Randolph was convicted of one count of Health Care Fraud, one count of Aggravated Identity Theft, and four counts of Making False Statements Relating to Health Care Matters. Randolph could be sentenced up to 10 years in federal prison on the Health Care Fraud count and up to five years on the False Statement counts, which will be in addition to a mandatory sentence of two years for the count of Aggravated Identity Fraud.
According to evidence presented at trial, Randolph was excluded from Medicaid and Medicare after her 2012 conviction for Filing False Claims with the South Carolina Medicaid Program. As an excluded person, she was prohibited from working for any provider to perform services paid for, in whole or in part, by Medicare and Medicaid.
Over the course of the trial, the Government presented evidence showing that Randolph disguised her ownership and control over Palmetto Speech and Language Associates and Per Diem Healthcare Services, both of which were submitting claims to Medicare and Medicaid. As part of the health care fraud scheme, Randolph submitted claims both for speech therapy services that either were provided by other speech therapists and for services that were never rendered at all. In addition to hearing from the speech therapists in whose names Randolph submitted fraudulent claims, the jury was presented with evidence showing that Randolph submitted claims for services to beneficiaries who were dead.
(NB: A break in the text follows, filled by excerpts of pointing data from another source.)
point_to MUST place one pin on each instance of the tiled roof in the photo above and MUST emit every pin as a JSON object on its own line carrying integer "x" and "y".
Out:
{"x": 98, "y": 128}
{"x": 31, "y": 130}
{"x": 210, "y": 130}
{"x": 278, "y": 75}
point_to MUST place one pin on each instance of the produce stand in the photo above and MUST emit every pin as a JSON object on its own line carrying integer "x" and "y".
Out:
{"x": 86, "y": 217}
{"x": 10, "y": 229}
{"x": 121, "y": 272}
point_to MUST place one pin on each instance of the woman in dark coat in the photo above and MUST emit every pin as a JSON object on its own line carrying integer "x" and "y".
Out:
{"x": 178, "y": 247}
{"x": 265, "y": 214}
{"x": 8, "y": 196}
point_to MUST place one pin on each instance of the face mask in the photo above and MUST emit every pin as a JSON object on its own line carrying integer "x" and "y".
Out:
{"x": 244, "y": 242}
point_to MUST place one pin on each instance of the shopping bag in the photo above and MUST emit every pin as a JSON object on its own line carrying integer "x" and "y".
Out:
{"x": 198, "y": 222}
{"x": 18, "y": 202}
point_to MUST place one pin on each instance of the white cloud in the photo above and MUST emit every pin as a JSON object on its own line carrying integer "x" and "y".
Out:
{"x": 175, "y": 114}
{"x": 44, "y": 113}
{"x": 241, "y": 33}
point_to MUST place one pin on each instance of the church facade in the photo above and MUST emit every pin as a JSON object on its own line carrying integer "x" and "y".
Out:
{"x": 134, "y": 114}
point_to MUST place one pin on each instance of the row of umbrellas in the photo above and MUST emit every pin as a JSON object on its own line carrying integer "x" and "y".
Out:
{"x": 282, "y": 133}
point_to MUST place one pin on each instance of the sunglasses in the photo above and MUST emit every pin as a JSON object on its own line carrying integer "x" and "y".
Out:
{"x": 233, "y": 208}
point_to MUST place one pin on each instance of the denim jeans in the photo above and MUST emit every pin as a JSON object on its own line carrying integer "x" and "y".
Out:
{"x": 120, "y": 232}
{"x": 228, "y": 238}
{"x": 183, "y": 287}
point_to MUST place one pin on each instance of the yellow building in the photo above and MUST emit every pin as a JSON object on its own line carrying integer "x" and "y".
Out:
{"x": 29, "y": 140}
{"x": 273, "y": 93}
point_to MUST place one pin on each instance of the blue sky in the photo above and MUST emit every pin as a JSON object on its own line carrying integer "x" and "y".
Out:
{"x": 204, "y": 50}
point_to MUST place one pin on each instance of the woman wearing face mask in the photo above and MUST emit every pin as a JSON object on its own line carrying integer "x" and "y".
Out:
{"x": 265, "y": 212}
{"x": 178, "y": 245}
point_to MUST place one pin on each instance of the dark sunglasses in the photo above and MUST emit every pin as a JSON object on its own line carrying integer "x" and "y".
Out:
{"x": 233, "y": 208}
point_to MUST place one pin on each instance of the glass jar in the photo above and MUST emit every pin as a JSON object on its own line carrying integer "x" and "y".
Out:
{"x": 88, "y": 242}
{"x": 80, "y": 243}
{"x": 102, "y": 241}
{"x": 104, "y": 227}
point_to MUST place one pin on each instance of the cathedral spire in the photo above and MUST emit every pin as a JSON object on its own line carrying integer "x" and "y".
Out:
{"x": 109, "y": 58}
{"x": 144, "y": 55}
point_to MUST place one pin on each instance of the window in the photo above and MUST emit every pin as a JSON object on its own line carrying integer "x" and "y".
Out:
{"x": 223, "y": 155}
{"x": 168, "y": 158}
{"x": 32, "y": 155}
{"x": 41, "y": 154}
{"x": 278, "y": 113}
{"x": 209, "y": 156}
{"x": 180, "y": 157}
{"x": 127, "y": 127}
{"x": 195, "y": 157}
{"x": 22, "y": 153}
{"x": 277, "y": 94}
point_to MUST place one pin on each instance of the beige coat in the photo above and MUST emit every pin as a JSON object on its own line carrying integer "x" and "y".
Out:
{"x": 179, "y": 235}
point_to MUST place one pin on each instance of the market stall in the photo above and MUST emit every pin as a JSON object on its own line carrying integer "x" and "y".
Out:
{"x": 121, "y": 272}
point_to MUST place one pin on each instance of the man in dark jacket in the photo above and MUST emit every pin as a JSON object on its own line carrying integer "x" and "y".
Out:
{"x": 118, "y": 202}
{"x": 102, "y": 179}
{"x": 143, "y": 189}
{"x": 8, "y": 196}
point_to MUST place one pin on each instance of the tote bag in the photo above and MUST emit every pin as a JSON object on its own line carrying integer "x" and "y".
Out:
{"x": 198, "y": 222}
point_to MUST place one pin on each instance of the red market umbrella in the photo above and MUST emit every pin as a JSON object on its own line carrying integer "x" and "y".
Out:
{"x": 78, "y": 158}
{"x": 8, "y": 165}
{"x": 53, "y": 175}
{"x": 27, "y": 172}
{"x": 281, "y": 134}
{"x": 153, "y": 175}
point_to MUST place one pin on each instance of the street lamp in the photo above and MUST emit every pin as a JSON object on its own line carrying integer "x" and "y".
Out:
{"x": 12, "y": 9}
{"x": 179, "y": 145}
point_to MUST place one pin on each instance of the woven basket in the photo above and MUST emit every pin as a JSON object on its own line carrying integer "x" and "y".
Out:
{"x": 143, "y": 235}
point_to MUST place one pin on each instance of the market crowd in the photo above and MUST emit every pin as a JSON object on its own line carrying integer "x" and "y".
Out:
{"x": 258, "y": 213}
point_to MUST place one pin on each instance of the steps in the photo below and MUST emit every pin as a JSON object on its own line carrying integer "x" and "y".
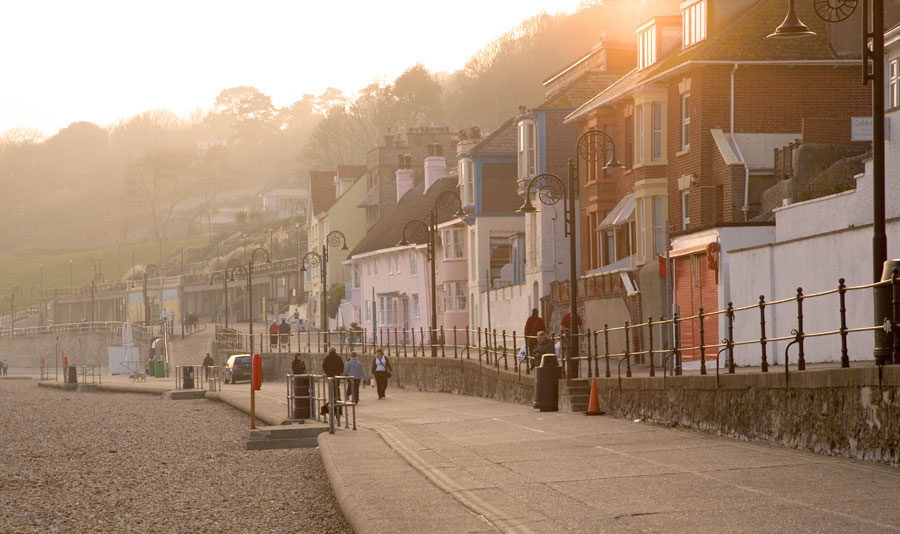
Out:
{"x": 574, "y": 395}
{"x": 284, "y": 436}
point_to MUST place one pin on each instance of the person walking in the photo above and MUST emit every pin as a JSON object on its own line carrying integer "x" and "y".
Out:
{"x": 381, "y": 368}
{"x": 355, "y": 369}
{"x": 332, "y": 365}
{"x": 533, "y": 325}
{"x": 273, "y": 335}
{"x": 298, "y": 366}
{"x": 284, "y": 331}
{"x": 207, "y": 363}
{"x": 544, "y": 346}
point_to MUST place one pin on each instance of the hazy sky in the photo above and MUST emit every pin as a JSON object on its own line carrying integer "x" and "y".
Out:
{"x": 99, "y": 61}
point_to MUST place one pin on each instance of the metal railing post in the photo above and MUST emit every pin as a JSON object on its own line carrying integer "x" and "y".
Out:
{"x": 801, "y": 360}
{"x": 842, "y": 291}
{"x": 606, "y": 345}
{"x": 702, "y": 342}
{"x": 764, "y": 364}
{"x": 730, "y": 316}
{"x": 627, "y": 352}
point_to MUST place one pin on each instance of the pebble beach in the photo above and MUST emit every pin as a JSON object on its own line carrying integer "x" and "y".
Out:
{"x": 118, "y": 462}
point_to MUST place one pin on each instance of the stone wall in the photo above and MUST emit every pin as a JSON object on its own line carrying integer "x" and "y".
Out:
{"x": 845, "y": 412}
{"x": 446, "y": 375}
{"x": 82, "y": 348}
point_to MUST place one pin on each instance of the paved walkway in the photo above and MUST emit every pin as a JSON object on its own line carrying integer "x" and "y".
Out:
{"x": 434, "y": 462}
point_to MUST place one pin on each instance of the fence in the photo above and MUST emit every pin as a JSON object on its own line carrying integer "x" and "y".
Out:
{"x": 641, "y": 342}
{"x": 109, "y": 327}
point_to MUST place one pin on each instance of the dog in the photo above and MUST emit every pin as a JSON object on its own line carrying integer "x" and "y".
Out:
{"x": 138, "y": 377}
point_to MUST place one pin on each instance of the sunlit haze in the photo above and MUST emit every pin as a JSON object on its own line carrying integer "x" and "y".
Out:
{"x": 102, "y": 61}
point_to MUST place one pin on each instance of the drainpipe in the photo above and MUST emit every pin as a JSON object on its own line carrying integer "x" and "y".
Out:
{"x": 746, "y": 207}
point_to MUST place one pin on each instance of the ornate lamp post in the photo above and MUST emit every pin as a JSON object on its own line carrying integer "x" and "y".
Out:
{"x": 227, "y": 275}
{"x": 263, "y": 253}
{"x": 11, "y": 302}
{"x": 420, "y": 231}
{"x": 873, "y": 51}
{"x": 147, "y": 269}
{"x": 550, "y": 190}
{"x": 311, "y": 258}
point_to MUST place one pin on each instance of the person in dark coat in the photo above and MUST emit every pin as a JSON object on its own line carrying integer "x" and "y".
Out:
{"x": 284, "y": 330}
{"x": 207, "y": 363}
{"x": 298, "y": 367}
{"x": 544, "y": 346}
{"x": 333, "y": 365}
{"x": 533, "y": 325}
{"x": 381, "y": 369}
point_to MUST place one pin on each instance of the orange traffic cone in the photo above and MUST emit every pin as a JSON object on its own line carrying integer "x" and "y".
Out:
{"x": 594, "y": 404}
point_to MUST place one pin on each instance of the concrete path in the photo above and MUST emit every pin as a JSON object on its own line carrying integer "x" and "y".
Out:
{"x": 433, "y": 462}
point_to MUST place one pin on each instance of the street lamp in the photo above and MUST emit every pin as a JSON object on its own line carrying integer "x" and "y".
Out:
{"x": 147, "y": 268}
{"x": 265, "y": 253}
{"x": 550, "y": 190}
{"x": 227, "y": 275}
{"x": 11, "y": 302}
{"x": 420, "y": 231}
{"x": 873, "y": 50}
{"x": 334, "y": 238}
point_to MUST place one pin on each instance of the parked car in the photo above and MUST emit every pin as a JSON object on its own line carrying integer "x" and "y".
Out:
{"x": 237, "y": 367}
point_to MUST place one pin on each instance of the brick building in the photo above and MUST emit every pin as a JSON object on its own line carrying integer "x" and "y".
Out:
{"x": 696, "y": 124}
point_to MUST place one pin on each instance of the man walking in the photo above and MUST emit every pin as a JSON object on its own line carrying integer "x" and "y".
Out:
{"x": 533, "y": 325}
{"x": 381, "y": 368}
{"x": 355, "y": 369}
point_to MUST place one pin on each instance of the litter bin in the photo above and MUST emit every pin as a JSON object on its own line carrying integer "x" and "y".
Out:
{"x": 187, "y": 379}
{"x": 300, "y": 388}
{"x": 546, "y": 384}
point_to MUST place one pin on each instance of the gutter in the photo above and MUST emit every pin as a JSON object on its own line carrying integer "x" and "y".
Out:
{"x": 746, "y": 207}
{"x": 578, "y": 113}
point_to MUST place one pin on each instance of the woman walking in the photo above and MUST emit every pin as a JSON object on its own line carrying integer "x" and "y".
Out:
{"x": 381, "y": 368}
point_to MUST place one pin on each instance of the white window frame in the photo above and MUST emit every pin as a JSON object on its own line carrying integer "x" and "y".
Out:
{"x": 527, "y": 141}
{"x": 638, "y": 134}
{"x": 894, "y": 83}
{"x": 686, "y": 121}
{"x": 656, "y": 131}
{"x": 693, "y": 22}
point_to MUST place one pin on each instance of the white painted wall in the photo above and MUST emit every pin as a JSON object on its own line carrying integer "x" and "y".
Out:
{"x": 817, "y": 242}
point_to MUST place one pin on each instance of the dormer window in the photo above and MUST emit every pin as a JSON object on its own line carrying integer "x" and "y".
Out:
{"x": 693, "y": 23}
{"x": 527, "y": 149}
{"x": 646, "y": 45}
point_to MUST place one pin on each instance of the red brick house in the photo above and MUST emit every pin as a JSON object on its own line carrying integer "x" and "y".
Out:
{"x": 696, "y": 124}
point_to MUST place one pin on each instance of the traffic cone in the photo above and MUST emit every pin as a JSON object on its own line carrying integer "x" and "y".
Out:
{"x": 594, "y": 403}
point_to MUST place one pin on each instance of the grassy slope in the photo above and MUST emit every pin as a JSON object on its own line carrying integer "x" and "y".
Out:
{"x": 24, "y": 271}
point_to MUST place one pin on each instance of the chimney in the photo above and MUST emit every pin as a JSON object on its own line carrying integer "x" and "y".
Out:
{"x": 404, "y": 175}
{"x": 435, "y": 166}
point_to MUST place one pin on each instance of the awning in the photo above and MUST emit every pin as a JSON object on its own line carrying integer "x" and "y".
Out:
{"x": 623, "y": 213}
{"x": 371, "y": 198}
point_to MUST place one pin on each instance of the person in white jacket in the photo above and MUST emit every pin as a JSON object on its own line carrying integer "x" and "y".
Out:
{"x": 355, "y": 369}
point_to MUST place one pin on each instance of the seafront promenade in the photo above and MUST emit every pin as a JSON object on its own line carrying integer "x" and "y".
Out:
{"x": 435, "y": 462}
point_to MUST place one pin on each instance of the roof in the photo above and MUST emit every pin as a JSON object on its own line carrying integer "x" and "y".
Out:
{"x": 350, "y": 172}
{"x": 743, "y": 39}
{"x": 502, "y": 140}
{"x": 321, "y": 190}
{"x": 622, "y": 213}
{"x": 387, "y": 232}
{"x": 371, "y": 198}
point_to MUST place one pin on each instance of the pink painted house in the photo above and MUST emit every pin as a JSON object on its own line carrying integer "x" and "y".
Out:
{"x": 397, "y": 279}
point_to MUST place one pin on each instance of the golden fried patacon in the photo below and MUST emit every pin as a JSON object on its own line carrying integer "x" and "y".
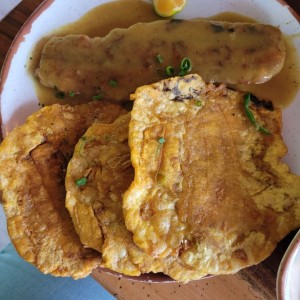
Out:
{"x": 33, "y": 160}
{"x": 209, "y": 186}
{"x": 97, "y": 176}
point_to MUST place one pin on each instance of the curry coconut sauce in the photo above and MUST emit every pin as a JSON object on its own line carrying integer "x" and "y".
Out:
{"x": 87, "y": 61}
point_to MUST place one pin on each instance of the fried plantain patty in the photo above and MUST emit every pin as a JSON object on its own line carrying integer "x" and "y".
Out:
{"x": 209, "y": 188}
{"x": 33, "y": 161}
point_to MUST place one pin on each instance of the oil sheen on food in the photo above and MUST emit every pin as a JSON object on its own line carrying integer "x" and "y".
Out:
{"x": 281, "y": 89}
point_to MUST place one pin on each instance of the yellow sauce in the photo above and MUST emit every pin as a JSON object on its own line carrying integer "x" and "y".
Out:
{"x": 281, "y": 90}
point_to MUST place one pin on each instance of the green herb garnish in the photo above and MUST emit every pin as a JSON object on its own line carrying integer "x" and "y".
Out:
{"x": 185, "y": 66}
{"x": 98, "y": 97}
{"x": 71, "y": 93}
{"x": 198, "y": 103}
{"x": 161, "y": 140}
{"x": 250, "y": 116}
{"x": 60, "y": 95}
{"x": 81, "y": 181}
{"x": 170, "y": 71}
{"x": 159, "y": 58}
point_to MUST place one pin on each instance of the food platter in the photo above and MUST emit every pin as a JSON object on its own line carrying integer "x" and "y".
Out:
{"x": 18, "y": 94}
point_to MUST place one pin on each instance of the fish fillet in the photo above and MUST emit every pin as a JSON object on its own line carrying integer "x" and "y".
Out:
{"x": 115, "y": 65}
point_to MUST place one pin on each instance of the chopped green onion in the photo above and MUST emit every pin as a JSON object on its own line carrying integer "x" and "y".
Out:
{"x": 60, "y": 95}
{"x": 198, "y": 103}
{"x": 113, "y": 83}
{"x": 161, "y": 140}
{"x": 170, "y": 71}
{"x": 250, "y": 116}
{"x": 81, "y": 181}
{"x": 185, "y": 66}
{"x": 159, "y": 58}
{"x": 97, "y": 97}
{"x": 71, "y": 93}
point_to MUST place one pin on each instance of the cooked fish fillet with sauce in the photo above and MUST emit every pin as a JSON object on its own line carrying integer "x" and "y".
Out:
{"x": 209, "y": 187}
{"x": 33, "y": 161}
{"x": 219, "y": 51}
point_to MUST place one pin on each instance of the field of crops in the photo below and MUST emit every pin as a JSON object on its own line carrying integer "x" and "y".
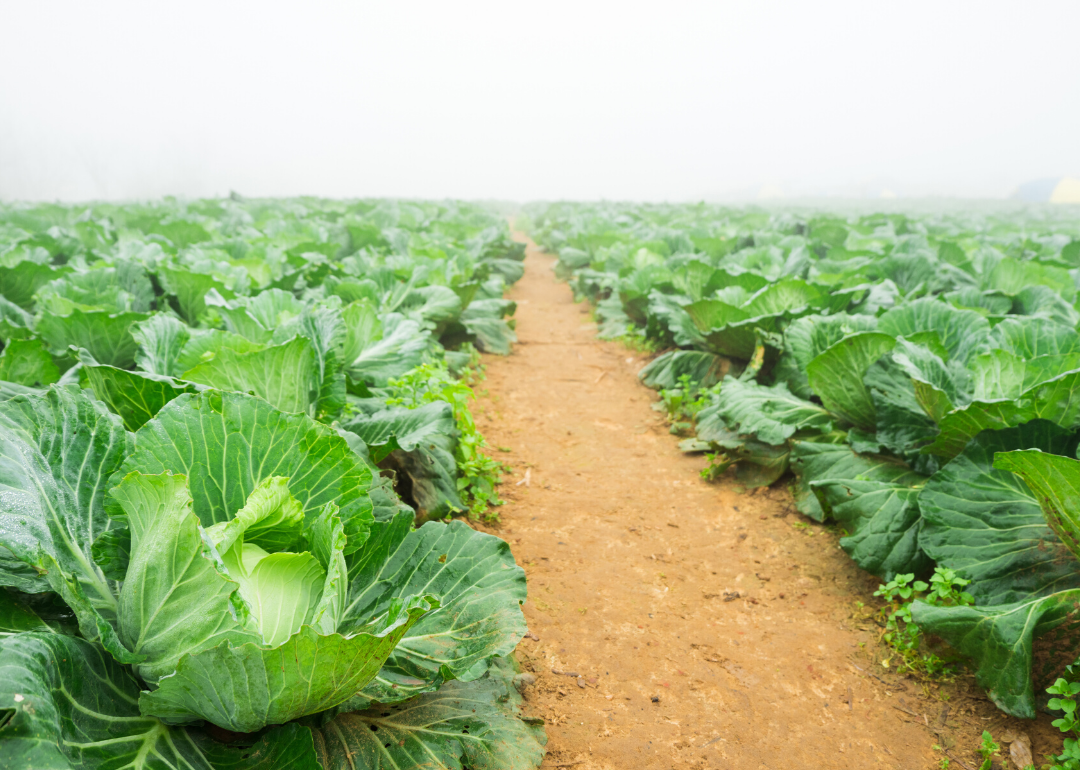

U.S. Attorney Lydon stated, “This case is a great example of the coordinated efforts of the South Carolina Attorney General’s office and the U.S. Attorney’s office to combat health care fraud. Cases like this send the message to all health care providers that we are committed to stamping out fraud in our state.”
"It is reprehensible that one would steal from federal health care programs intended to serve our country’s most vulnerable population,” said Derrick Jackson, Special Agent in Charge for the Department of Health and Human Services Office of Inspector General. “We will continue to work with our law enforcement partners to bring these criminals to justice.”
The case was investigated by Special Investigator Chris Radcliff of the Medicaid Fraud Control Unit of the South Carolina Attorney General’s office and Special Agent Chris Lott with the United States Department of Health and Human Services – Office of Inspector General. The case was prosecuted by Nancy Cote, Senior Assistant Deputy Attorney General and Director of the Medicaid Fraud Control Unit, and Assistant United States Attorney Matt Austin of the Charleston office.